There was a widespread misconception and rumor that Southerners hated the movie. I know people who didn’t care about the movie as much as I did, but I wasn’t aware of any particular backlash against it. There was resentment in the country music community around Nashville about the broad strokes with which some of the country singers were presented; Loretta Lynn reportedly was offended by the Barbara Jean character – perhaps because her story hit a little too close to Lynn’s personal narrative.

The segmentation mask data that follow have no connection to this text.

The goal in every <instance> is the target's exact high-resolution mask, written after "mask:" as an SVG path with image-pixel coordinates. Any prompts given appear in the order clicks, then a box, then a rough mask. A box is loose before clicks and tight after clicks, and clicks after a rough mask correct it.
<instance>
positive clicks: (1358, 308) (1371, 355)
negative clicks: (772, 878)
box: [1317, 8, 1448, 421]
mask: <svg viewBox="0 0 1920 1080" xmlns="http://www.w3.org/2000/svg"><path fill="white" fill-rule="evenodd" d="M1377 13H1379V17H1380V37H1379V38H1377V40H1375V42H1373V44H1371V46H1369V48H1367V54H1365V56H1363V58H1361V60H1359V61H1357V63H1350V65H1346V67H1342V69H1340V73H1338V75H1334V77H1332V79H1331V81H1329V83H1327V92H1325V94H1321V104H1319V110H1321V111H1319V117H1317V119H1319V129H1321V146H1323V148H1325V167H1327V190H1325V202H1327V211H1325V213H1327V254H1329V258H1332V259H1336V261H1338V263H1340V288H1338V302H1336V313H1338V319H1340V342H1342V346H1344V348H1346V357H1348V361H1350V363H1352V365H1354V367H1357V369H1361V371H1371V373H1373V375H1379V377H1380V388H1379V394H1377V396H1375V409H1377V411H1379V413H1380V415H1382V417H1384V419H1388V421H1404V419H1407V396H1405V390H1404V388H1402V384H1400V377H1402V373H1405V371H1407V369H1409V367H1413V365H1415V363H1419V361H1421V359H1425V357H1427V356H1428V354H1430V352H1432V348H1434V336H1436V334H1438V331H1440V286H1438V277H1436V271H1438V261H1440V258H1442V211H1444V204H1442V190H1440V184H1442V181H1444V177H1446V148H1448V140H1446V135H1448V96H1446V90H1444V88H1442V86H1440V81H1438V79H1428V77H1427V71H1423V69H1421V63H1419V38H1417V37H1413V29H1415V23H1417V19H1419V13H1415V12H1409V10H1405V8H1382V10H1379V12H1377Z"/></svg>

Altman suggested that the country music establishment was offended that he used original music instead of music by Nashville songwriters. Many of the actors wrote and performed their own songs and they are sometimes good-natured spins on popular country music themes. Still, I find the music to be clever and fun and cherish some of the most absurd lyrics. Actor Keith Carradine’s soulful ballad “I’m Easy” won the Academy Award for best song that year (the only Academy Award the movie received). Country personalities of the time are seen in cameos in the Grand Ole Opry scenes and there is a lovely moment when legendary country fiddler Vassar Clements is featured in striking close-up.

It is an oversimplification to say that Altman uses Nashville as a metaphor and microcosm for America in the 1970s, while Watergate is winding down and while the lessons of the ‘60s are sinking in. But that is exactly how the movie works. For Baby Boomers like me who grew up in the Cold War and with the social upheavals of the ’60s, with a regular diet of political assassinations, race riots, and the Vietnam War, Nashville – with its paranoia, cynicism, and, finally, its senseless violence, seems par for the course. It celebrates the American spirit and illuminates the American lie. Connie White purrs to a couple of young boys at the Opry, “I want you to study real hard because just remember anyone of you can grow up to be the president.” This, less than a year removed from Nixon’s resignation, inspires a single clueless audience member to clap, joylessly.

The climactic violent act of Nashville is senseless and meaningless and it is a fitting denouement to the decade we Baby Boomers, our parents, and grandparents had just endured. In her introduction to the published script, screenwriter Tewkesbury says, “… whatever you think about the film is right, even if you think the film is wrong.”